Dr. Anders circles back to the issue of the query/push model, noting that when someone makes a query and receives 65 pages of information, the request has been fulfilled with the receipt of the medical record, but sorting and finding the required information is a challenge. Dr. Blair notes that there are summary documents available today, but that QHIN will require a summary Clinical Document Architecture (CDA) that is searchable.
Push is very succinct, while query can bring in much more information. But each has different use cases. For example, EHR providers want query so they can find the needles in the haystack, while a specialist receiving a referral doesn’t want that volume of data. So there is work to do on the query side to make it serve up meaningful, succinct data.
If there were one thing you could change…
Dr. Anders closes the podcast with his signature question, “If there were one thing in healthcare or healthcare IT you could change, what would it be?”

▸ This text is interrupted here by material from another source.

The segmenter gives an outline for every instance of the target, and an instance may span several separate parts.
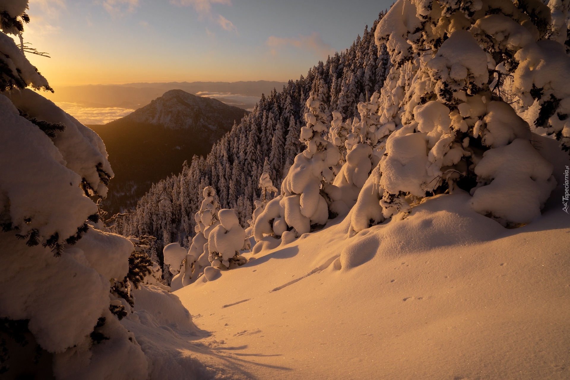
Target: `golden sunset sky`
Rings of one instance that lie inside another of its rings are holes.
[[[278,80],[349,47],[391,3],[262,0],[31,0],[30,60],[58,86]]]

“I don’t think it’s a question for healthcare IT, but for our healthcare system,” says Dr. Blair. “If we could change the reimbursement system and pay for value––that is, higher quality and lower cost. We talked about connectivity, but then there’s not the funding to configure and train providers and their staff. So if you sprinkle a little funding on these problems and try to address them, it’s not the IT side of it, but the adoption and usage side which I think gets back to reimbursement. If you are reimbursing for transitions of care and care coordination, we wouldn’t be talking about this anymore.”